The machine in question is an old desktop that was due for the tip: a six-core CPU from a few generations ago, 32GB of DDR4, and a GPU so feeble it would be an insult to call it one. The plan was to find out how far llama.cpp could push it before it gave up. The answer, irritatingly for my disposal plans, was "further than it has any right to."
The whole trick is quantisation. A modern model at full precision wants more memory than this box has, but the GGUF format and the quant levels llama.cpp ships with let you trade a little quality for an enormous amount of headroom. I pulled a 7B-class model down at a 4-bit quant and it fit into RAM with room to spare. That is the entire reason any of this works on a machine like mine.

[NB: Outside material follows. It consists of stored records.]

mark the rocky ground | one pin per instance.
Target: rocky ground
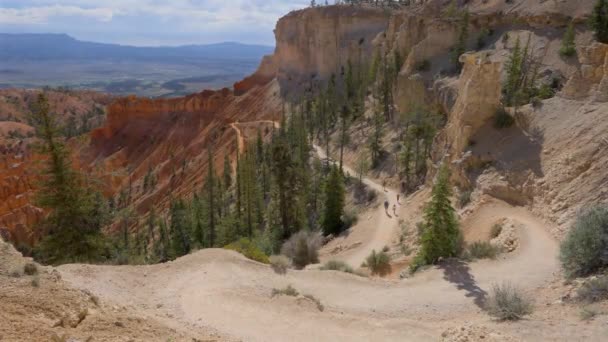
(38, 305)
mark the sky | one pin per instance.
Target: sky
(149, 22)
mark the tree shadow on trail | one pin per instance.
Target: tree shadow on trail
(458, 273)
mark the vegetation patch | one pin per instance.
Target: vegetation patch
(440, 233)
(482, 250)
(507, 303)
(249, 250)
(30, 269)
(502, 119)
(495, 230)
(594, 290)
(335, 265)
(378, 263)
(279, 263)
(583, 251)
(287, 291)
(464, 198)
(315, 300)
(303, 248)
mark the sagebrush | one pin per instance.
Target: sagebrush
(585, 248)
(508, 303)
(303, 248)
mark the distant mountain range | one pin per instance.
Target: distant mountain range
(38, 60)
(37, 47)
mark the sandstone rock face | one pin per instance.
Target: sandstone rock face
(592, 77)
(17, 180)
(316, 43)
(170, 138)
(479, 93)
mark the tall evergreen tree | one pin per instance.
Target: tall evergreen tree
(72, 230)
(568, 48)
(227, 172)
(334, 203)
(514, 70)
(180, 229)
(441, 237)
(599, 21)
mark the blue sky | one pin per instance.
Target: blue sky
(149, 22)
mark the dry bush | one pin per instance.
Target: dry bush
(335, 265)
(495, 231)
(594, 290)
(507, 303)
(287, 291)
(316, 301)
(279, 263)
(482, 250)
(303, 248)
(584, 249)
(30, 269)
(378, 263)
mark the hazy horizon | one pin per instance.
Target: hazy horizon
(149, 22)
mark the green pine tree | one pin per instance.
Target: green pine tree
(599, 21)
(568, 48)
(180, 229)
(334, 203)
(441, 237)
(72, 230)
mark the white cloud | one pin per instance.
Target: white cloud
(144, 21)
(36, 15)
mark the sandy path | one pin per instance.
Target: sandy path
(373, 233)
(222, 291)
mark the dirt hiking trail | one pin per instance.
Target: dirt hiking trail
(223, 291)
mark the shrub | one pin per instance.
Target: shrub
(587, 314)
(16, 273)
(303, 248)
(483, 250)
(279, 263)
(502, 119)
(568, 48)
(495, 231)
(545, 92)
(424, 65)
(335, 265)
(378, 263)
(349, 219)
(287, 291)
(316, 301)
(464, 198)
(507, 303)
(35, 281)
(584, 250)
(594, 290)
(536, 102)
(249, 250)
(30, 269)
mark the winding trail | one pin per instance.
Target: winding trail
(378, 231)
(221, 290)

Build was unremarkable, which is praise:
git clone https://github.com/ggml-org/llama.cpp
cd llama.cpp
cmake -B build
cmake --build build --config Release -j
No CUDA, no fuss, just a plain CPU build. Then point it at the GGUF and start the server:
./build/bin/llama-server \
-m models/model-q4_k_m.gguf \
-c 4096 \
-t 6
The thing nobody tells you when you start down this road is that on a CPU you are not compute-bound, you are memory-bandwidth-bound. Token generation is essentially streaming the model's weights through the cores, and the bottleneck is how fast you can move those weights out of RAM, not how fast the cores can multiply. That is why a smaller quant is faster as well as smaller: there are simply fewer bytes to haul around per token. It also explains why setting the thread count to the number of physical cores helped and setting it higher hurt. Past a point you are just adding contention, not throughput.
So how fast? Single-digit tokens per second on the 4-bit 7B, which is comfortably faster than I can read and perfectly usable for a chat-style back and forth. Prompt processing on a long context is the painful bit: feeding it a couple of thousand tokens of context takes a noticeable beat before the first reply token appears. For interactive use that is fine. For batch work over big documents it would test your patience.

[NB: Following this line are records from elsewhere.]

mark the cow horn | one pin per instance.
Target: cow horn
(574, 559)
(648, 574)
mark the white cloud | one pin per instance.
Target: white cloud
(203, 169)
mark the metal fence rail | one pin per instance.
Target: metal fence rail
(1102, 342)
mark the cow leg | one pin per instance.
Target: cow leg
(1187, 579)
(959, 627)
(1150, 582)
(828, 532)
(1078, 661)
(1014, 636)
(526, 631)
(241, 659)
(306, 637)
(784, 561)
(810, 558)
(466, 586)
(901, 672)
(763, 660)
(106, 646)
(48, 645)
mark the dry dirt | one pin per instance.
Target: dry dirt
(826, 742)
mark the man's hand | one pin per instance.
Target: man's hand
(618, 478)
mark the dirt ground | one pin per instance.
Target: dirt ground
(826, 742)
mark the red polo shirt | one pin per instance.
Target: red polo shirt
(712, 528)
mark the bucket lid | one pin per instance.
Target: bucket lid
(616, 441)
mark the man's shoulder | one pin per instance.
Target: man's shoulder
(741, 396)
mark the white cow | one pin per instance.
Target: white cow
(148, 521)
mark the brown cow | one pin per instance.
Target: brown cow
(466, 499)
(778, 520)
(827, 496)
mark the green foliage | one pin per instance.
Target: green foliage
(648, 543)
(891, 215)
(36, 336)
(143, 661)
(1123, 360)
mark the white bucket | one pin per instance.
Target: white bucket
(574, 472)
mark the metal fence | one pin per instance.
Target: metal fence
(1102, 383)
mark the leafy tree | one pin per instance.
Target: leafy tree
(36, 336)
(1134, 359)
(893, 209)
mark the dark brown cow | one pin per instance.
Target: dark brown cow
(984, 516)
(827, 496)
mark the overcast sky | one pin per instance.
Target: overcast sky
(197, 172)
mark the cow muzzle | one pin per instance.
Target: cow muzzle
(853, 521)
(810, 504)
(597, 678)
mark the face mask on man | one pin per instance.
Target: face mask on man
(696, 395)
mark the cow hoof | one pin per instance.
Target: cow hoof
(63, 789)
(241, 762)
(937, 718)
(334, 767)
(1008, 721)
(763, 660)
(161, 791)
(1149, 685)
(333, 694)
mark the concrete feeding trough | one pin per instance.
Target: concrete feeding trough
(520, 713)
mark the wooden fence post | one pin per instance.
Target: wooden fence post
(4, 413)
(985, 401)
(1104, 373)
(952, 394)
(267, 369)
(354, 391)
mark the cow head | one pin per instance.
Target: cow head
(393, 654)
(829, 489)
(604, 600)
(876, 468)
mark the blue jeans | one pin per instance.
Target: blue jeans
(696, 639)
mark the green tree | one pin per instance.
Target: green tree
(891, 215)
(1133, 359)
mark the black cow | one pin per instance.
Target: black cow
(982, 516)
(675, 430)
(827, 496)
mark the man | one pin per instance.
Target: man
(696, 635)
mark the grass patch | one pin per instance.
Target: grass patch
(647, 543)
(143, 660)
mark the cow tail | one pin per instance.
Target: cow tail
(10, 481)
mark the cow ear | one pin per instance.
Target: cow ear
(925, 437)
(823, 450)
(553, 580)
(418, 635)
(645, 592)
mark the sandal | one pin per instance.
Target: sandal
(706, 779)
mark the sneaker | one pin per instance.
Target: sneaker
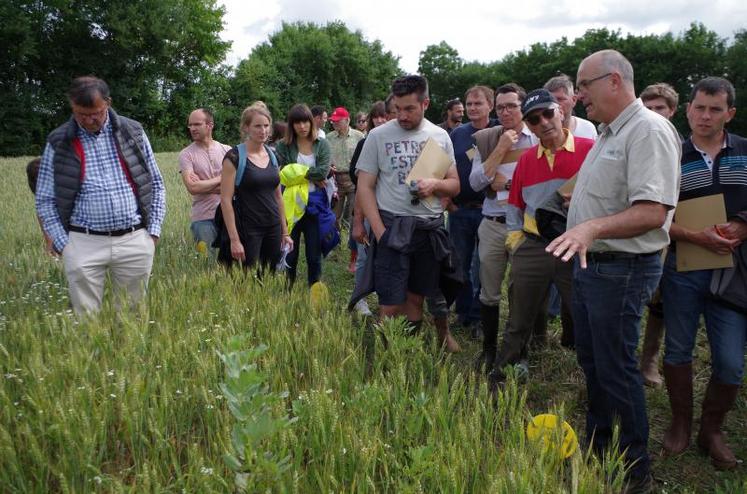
(522, 370)
(361, 307)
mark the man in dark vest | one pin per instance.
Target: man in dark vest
(100, 197)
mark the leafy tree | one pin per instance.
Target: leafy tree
(736, 72)
(305, 62)
(147, 50)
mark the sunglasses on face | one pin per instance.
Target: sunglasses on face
(534, 118)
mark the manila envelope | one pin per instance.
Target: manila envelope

Is it good enough to be useful? For drafting, summarising, rubber-ducking a problem and asking the sort of question I would otherwise have typed into a search box, yes, easily. It is not going to out-reason the big hosted models, and I did not expect it to. What it gives me is a model that runs entirely on a machine I own, with no API key, no per-token cost and no data leaving the house, on hardware that was about to become landfill.
That last part is the bit I keep coming back to. The interesting story in local inference is not the top of the range, it is the bottom. The fact that a dead-end desktop with no GPU can serve a genuinely helpful assistant says more about how far quantisation and llama.cpp have come than any benchmark on a rack of accelerators. The old box has earned a stay of execution. It lives under the desk now, quietly answering questions.